Das bislang bekannte Verfahren einer Praxisabgabe in überversorgten Gebieten wird geändert und der Ermessensspielraum des Zulassungsausschusses erheblich erweitert.
Möglicher Praxisaufkauf nur bei Versorgungsbedarf
Beim Praxisverkauf muss der Arzt künftig einen Antrag zur Durchführung eines Nachbesetzungsverfahrens beim Zulassungsausschuss stellen, den dieser annehmen oder ablehnen kann. Nimmt der Ausschuss den Antrag an, hat die Kassenärztliche Vereinigung unverzüglich ein Ausschreibungsverfahren des Vertragsarztsitzes durchzuführen.

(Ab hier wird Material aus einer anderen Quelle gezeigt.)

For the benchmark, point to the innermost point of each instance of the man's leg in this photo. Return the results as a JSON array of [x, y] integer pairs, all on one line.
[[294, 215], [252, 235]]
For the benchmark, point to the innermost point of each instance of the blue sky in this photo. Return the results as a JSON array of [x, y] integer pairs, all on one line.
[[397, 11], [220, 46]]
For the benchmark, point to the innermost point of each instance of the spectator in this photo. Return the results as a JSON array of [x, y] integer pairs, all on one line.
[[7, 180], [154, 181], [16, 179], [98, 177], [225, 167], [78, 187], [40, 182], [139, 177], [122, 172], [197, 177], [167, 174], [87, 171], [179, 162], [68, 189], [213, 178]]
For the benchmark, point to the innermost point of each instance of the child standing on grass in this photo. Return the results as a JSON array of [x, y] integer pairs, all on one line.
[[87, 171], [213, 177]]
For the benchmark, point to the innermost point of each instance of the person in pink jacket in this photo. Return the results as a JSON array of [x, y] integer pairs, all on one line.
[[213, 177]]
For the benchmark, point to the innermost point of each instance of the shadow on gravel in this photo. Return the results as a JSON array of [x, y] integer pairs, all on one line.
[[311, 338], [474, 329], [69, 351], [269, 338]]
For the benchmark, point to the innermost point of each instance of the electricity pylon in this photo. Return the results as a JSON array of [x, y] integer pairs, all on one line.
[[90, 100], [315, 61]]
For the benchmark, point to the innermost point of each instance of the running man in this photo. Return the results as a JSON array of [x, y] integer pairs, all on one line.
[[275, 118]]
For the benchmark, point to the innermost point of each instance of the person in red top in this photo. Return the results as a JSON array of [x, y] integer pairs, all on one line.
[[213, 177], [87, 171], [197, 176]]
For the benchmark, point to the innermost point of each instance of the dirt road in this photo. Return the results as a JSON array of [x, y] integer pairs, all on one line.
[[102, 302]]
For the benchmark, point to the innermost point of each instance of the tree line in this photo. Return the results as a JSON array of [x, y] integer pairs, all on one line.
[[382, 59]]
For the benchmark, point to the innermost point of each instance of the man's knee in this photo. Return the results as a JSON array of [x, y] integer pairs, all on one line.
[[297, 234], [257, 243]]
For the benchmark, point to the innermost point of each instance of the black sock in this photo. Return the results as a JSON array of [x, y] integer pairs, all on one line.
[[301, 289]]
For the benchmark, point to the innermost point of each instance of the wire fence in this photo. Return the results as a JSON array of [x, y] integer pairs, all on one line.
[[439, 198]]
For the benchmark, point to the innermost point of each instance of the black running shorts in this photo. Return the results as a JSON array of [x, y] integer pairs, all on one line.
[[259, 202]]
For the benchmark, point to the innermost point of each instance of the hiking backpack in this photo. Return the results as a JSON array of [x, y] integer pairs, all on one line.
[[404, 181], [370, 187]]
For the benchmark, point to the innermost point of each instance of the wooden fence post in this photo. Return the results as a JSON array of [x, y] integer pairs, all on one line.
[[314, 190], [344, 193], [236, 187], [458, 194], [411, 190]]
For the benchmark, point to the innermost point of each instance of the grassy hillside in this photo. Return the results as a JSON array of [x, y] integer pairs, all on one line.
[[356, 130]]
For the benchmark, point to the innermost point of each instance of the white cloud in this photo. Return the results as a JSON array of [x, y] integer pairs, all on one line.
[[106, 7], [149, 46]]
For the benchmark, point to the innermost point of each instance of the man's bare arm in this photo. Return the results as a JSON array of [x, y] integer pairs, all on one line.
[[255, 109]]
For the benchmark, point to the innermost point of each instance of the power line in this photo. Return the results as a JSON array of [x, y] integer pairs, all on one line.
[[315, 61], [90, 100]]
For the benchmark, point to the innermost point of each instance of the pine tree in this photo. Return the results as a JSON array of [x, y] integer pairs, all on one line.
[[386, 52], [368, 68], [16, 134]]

Bis dahin bleib es beim alten Verfahren. Der Zulassungsausschuss kann jedoch den Antrag auf ein Nachbesetzungsverfahren ablehnen„ wenn eine Nachbesetzung des Vertragsarztsitzes aus Versorgungsgründen nicht erforderlich ist. Es ist anzunehmen, dass hierfür die bekannten Argumente der Bedarfsplanung zur Anwendung kommen, um die Versorgungsgründe darzulegen.
Wann darf die Zulassung beim Praxis kaufen abgelehnt werden?
In der Gesetzesbegründung kommen Versorgungsaspekte übrigens gar nicht, sondern primär Gründe der Stabilisierung der GKV Ausgaben zum Ausdruck. Der neue § 103 Abs. 3a SGB V sieht vor, dass der Zulassungsausschuss die Ablehnung mit einfacher Stimmenmehrheit beschließt. Der Zulassungsausschuss soll den Antrag nicht ablehnen können, sofern die Arztpraxis bei der Praxisübernahme von einem Praxisnachfolger weitergeführt werden soll, der Ehegatte, Ehepartner oder Kind des bisherigen Vertragsarztes ist oder ein angestellter Arzt des bisherigen Vertragsarztes oder ein Vertragsarzt ist, mit dem die Praxis bisher gemeinsam betrieben wurde.
Diese Ausnahme blockiert jedoch nicht ausnahmslos die Ablehnung eines Nachbesetzungsverfahrens, denn der Gesetzgeber hat dem Zulassungsausschuss eine weitere Tür geöffnet, um auch diese Ausnahmenachbesetzung abzulehnen, neuer Satz 9 zu § 103 Abs. 4 SGB V. Soweit der Zulassungsausschuss den Antrag auf ein Nachbesetzungsverfahren bei der Praxisübergabe ablehnt, hat die Kassenärztliche Vereinigung dem Vertragsarzt oder seinen zur Verfügung über die Praxis berechtigten Erben eine Entschädigung in Höhe des Verkehrswertes der Arztpraxis zu zahlen.
Unklar, da nicht geregelt, ist, wie hoch der Verkehrswert der Arztpraxis ist, da dies der Wert ist, den der regionale Markt bereit ist, zu zahlen. Mangels eines öffentlichen Ausschreibungsverfahrens oder der Festlegung eines Bewertungsverfahrens wird der Wert wohl künftig von der Kassenärztlichen Vereinigung ermittelt werden.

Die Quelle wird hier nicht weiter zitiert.